Kant: "La musique est la langue des émotions" Et pas que! Quand le réalisateur Michael Rossato-Bennett nous montre le parcours du combattant du travailleur social Dan Cohen pour développer ses travaux sur la musicothérapie personnalisée avec ses sidérants effets bénéfiques nous sommes pris par la colère et l' incompréhension la plus totale face aux directeurs d'institutions expliquant que cela n'est pas possible pour d' uniques raisons budgétaires. La monstruosité néo-libérale explose aux visages. D' autant plus que l' auteur aux travers d' interviews (dont celle passionnante du neurologue Oliver Sacks) et de démonstrations bluffantes démontre l' aspect bien moins onéreux de ces pratiques face aux traitements pharmaceutiques. On peut creuser le trou de la sécu à grand coup de substance issu des labo mais pas moyen d' obtenir quelques euros pour l' achat d'un lecteur mp3 individuel. En France on fait plus fort, on peut dépenser pour le jardin devant l' ehpad, le fameux plan alzheimer qui n' est devenu qu'un cache misère, mais dès qu'il est question d'une hausse d' effectif des soignants, ce que nécessite d'ailleurs la musicothérapie personnalisée, dégagez y' a plus rien dans les caisses. Entre poudre aux yeux et déni total. On dira juste que nos élites si intelligentes qu'elles le croient sous estiment les moyens nécessaires et encore plus les enjeux à grand coup d' économie de bout de chandelle. Enjeux de civilisation face à de bien moribond et déconnectés choix économiques dictés par un dogme suicidaire.
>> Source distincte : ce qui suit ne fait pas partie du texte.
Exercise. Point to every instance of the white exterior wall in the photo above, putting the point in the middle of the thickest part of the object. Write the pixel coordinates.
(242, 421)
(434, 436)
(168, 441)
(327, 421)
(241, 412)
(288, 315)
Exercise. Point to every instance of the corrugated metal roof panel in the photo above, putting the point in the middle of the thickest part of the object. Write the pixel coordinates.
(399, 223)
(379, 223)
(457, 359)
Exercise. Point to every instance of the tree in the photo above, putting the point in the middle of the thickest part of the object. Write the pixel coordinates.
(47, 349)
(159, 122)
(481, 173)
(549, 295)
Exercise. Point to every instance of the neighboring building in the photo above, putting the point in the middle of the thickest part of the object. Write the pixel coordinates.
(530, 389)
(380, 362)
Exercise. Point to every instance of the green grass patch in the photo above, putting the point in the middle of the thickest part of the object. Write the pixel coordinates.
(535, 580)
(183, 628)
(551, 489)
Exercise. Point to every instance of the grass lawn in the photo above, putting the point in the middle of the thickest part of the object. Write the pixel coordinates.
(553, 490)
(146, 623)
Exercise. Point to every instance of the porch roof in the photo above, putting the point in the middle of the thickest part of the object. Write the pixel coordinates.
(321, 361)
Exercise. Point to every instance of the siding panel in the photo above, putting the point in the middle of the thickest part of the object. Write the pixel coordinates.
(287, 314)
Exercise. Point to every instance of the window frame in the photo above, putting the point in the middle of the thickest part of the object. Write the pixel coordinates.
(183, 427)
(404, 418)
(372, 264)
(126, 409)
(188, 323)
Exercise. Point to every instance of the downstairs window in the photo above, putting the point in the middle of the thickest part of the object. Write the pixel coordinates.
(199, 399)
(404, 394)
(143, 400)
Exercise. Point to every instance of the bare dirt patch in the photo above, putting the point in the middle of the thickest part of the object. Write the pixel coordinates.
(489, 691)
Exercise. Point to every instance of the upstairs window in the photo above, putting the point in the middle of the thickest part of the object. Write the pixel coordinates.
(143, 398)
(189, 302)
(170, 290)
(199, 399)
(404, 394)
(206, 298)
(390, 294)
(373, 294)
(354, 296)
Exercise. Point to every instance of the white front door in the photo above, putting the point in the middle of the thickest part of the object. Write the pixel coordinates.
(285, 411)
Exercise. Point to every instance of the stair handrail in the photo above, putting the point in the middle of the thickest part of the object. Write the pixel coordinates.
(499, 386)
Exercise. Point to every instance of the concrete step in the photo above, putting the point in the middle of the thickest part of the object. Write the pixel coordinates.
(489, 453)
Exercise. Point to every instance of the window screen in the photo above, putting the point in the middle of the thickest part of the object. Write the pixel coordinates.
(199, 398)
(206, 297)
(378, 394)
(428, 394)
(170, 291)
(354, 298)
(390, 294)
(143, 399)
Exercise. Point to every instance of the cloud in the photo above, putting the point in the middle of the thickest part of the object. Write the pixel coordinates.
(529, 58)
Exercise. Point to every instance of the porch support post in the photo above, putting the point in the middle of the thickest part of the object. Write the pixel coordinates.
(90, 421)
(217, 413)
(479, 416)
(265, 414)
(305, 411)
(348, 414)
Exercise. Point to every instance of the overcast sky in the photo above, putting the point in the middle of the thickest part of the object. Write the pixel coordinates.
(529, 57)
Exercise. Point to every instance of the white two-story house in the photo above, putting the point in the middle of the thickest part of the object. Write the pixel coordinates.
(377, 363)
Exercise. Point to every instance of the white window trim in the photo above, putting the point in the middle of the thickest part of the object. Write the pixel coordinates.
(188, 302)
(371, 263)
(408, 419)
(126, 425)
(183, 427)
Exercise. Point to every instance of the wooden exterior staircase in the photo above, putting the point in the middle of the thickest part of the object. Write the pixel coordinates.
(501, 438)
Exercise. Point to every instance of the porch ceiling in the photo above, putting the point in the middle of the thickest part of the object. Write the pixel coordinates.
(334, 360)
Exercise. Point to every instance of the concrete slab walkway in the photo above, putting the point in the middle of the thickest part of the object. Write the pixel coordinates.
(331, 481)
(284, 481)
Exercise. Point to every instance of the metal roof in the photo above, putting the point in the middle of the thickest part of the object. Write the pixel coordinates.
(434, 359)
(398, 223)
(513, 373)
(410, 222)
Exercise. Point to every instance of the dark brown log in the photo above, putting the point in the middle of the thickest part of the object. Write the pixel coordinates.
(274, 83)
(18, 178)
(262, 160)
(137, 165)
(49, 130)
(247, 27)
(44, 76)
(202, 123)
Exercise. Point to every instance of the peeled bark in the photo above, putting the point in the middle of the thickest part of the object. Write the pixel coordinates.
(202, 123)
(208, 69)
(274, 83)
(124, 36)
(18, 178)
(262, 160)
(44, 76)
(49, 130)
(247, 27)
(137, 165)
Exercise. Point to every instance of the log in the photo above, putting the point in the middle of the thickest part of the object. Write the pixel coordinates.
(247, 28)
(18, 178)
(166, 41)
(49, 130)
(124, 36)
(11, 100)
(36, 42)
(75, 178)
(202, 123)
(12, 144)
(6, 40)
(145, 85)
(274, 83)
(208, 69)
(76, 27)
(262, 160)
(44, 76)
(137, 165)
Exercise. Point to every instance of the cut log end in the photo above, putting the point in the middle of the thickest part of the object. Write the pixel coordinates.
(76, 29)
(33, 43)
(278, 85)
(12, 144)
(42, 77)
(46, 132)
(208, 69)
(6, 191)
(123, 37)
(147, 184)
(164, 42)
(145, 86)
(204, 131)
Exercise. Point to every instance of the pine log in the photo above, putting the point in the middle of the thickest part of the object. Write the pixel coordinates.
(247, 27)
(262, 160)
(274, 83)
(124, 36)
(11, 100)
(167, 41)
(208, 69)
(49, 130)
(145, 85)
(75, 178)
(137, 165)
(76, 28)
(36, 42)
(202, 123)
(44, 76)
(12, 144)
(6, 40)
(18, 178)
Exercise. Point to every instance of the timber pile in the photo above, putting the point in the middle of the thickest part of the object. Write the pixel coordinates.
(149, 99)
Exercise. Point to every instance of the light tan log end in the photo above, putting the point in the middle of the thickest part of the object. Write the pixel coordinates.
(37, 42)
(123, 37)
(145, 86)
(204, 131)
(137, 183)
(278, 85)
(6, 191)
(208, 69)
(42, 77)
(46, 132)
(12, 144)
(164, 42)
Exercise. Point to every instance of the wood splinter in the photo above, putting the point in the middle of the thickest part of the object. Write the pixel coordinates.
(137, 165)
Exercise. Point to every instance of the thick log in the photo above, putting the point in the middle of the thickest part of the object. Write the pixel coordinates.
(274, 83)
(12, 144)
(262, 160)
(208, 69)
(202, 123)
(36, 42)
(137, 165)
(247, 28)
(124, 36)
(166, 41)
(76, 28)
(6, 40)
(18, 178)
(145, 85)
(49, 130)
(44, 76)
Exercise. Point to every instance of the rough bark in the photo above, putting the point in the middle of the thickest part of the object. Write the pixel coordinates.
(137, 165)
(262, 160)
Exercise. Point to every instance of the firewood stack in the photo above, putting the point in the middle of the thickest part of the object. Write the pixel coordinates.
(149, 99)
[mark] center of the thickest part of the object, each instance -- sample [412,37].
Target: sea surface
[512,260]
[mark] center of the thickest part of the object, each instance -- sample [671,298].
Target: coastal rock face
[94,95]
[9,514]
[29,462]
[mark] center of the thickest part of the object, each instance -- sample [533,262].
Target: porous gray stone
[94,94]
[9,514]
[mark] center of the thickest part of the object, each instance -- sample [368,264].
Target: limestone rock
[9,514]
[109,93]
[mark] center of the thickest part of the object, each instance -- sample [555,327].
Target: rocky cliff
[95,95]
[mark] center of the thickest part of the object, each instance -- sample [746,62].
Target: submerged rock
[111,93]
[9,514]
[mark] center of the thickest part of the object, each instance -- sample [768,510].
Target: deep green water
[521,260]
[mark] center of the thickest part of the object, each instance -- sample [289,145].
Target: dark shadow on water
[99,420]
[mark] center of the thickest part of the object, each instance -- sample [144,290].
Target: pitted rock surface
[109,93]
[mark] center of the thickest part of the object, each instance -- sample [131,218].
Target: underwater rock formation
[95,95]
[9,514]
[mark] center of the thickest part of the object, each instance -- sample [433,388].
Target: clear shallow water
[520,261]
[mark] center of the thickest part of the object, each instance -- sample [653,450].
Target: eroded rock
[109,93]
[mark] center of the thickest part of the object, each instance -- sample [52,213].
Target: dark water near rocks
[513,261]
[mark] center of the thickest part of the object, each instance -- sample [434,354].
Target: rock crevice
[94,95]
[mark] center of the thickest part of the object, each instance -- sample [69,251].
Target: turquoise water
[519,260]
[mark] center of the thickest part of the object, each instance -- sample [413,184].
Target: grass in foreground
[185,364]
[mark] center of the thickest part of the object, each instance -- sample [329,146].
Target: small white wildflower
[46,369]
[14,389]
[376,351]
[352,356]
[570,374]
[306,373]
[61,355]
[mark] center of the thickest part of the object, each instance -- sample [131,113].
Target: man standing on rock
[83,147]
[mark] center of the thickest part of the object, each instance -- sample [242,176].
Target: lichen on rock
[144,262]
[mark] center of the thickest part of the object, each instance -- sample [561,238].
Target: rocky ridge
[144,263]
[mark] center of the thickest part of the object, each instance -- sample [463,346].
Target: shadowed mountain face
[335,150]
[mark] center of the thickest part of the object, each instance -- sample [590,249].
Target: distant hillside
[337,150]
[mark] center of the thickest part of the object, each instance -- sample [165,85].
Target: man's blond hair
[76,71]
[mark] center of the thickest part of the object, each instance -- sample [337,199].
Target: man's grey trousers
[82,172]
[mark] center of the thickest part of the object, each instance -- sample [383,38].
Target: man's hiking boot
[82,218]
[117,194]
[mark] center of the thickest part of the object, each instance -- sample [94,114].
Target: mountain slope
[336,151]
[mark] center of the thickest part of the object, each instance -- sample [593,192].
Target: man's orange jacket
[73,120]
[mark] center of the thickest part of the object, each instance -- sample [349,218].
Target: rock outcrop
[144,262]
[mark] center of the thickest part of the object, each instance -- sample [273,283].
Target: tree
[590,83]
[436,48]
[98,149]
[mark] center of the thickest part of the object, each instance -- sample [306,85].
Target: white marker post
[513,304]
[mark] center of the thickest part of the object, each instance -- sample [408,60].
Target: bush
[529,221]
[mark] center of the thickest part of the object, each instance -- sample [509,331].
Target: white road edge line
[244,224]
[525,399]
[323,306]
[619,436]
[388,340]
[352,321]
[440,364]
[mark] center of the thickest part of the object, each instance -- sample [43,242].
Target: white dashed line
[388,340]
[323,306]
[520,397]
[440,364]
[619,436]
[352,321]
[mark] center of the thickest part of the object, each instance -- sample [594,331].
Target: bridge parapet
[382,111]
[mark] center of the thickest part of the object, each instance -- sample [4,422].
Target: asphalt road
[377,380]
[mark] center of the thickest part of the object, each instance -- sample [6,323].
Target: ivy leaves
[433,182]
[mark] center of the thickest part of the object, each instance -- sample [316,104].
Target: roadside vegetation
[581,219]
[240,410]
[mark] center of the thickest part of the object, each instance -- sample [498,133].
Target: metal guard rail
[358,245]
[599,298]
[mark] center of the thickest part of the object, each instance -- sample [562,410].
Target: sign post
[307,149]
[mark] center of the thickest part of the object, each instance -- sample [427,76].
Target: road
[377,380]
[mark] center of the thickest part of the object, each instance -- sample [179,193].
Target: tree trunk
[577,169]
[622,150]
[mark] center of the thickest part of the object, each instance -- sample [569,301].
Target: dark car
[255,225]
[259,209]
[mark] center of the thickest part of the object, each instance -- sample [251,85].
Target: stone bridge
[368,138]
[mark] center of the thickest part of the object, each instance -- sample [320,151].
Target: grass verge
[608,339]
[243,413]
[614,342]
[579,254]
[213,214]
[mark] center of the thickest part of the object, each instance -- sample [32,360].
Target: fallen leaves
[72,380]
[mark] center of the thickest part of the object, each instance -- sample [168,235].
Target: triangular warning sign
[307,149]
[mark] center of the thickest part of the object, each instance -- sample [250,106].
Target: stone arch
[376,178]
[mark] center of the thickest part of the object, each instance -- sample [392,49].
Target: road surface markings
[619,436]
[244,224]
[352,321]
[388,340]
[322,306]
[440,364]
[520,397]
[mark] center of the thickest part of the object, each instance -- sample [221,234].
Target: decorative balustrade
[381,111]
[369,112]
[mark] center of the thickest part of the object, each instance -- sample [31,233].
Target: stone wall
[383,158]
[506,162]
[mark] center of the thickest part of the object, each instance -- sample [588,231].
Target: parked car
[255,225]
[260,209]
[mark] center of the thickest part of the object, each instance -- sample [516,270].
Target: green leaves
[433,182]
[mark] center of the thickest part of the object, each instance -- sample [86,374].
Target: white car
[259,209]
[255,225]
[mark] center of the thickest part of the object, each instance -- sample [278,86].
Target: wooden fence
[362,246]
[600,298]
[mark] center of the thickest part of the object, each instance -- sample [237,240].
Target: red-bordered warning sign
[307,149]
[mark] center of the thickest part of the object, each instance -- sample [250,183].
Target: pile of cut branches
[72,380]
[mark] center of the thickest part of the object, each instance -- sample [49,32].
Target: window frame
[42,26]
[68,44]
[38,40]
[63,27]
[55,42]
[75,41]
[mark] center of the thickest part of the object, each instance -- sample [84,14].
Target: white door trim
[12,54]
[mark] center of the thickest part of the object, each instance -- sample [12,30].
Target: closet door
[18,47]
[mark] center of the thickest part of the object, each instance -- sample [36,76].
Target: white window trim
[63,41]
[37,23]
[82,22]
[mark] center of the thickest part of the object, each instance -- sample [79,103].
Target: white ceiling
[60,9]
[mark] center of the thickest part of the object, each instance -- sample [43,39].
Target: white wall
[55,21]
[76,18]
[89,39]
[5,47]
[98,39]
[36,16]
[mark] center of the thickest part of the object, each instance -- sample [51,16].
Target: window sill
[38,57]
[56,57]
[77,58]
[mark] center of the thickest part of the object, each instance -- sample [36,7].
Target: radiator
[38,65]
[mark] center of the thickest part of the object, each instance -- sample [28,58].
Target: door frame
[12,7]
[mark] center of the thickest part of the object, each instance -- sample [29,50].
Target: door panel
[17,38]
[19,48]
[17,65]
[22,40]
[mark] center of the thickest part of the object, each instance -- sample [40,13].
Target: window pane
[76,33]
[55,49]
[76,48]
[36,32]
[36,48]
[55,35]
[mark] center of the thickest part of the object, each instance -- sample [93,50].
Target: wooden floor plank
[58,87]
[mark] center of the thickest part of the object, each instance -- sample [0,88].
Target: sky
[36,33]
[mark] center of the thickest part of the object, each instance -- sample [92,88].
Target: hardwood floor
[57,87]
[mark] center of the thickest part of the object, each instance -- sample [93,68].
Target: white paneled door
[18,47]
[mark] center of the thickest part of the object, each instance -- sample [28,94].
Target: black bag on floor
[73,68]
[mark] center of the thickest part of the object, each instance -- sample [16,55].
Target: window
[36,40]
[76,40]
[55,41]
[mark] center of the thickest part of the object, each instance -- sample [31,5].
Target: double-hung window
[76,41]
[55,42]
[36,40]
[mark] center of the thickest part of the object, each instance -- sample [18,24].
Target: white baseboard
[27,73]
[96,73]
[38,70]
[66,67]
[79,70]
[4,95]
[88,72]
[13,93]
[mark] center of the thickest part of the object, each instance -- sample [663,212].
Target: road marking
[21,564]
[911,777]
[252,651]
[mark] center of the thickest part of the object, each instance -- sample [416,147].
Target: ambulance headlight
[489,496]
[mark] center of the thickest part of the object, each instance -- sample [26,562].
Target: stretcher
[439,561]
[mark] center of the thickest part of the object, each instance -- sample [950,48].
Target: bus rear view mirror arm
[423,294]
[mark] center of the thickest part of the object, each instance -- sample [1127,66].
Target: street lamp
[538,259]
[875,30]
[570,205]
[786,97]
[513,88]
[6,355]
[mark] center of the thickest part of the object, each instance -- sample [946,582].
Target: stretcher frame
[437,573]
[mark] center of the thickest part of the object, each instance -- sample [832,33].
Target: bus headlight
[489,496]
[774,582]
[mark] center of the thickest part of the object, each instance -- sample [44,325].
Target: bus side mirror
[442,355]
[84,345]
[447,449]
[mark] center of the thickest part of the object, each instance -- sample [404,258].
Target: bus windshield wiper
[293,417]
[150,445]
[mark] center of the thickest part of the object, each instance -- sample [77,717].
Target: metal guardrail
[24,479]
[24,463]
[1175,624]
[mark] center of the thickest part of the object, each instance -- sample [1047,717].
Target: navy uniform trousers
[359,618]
Du coup aux States comme en France la musique se consomme collectivement au sein des structures parce que la spécificité des travaux de Cohen par la personnalisation avancée est impossible dans la plus part des institutions. J' ai personnellement la chance de la voir être pratiquée mais trop peu, faute de temps, d' argent, de personnel.

"Alive Inside" est d'une grande richesse parce qu'il dépasse aussi le simple sujet de la musicothérapie. Par un petit rappel glissé au beau milieu du docu Rossato-Bennett démontre que bien avant les progrès scientifiques les peuples connaissaient déjà les qualités thérapeutique de la musique. Certains guérisseurs dans la tradition africaine étaient des musiciens et utilisaient leur instrument comme d' autres leur grigri. Une nouvelle fois on se retrouve face au lavage de cerveau culturel de l' occident que j' avais abordé il y a longtemps au sujet de Debussy et du gamelan javanais. La partie abordant la relation étroite entre tout être humain et la musique depuis la nuit des temps et leur naissance est l'une des clés du documentaire. La musique est un phénomène physique avec des conséquences sur nos petites cervelles et nos corps. L' aspect tribale est une notion importante. Mais je doute fort qu' au pays de la "chanson", là où la musique est prise en otage par les poètes de tout poil, on se rende bien compte des effets de tout son. De toute sorte de musique. Faute de temps je n'ai abordé que la technique consistant à retrouver la musique de leur jeunesse. Il y a aussi bien d' autres manières, parfois mélangées, pour aider les personnes atteintes. Un jour je vous parlerai des fantastique découverte faites très récemment au sujet des effets des ultra sons sur nos petites cervelles et certains genre comme l' ambient. On arrive déjà à alléger la douleur engendrée par des soins en faisant appel à la musique ambient mêlée à des techniques provenant des dj tel que la manipulation des Bpm.

Ce documentaire nous montre que nous en sommes qu' aux balbutiements et que la musique est amené à jouer de plus en plus un grand role dans la prise en charge des patients atteints. Un rôle encore trop sous-estimé. Parfois par le personnel soignant, souvent par les institutions sauf dans des objectifs d' image de marque, mais aussi et peut être le plus gènant, par les amoureux de cet art et les musiciens qui ont un très grand rôle à jouer.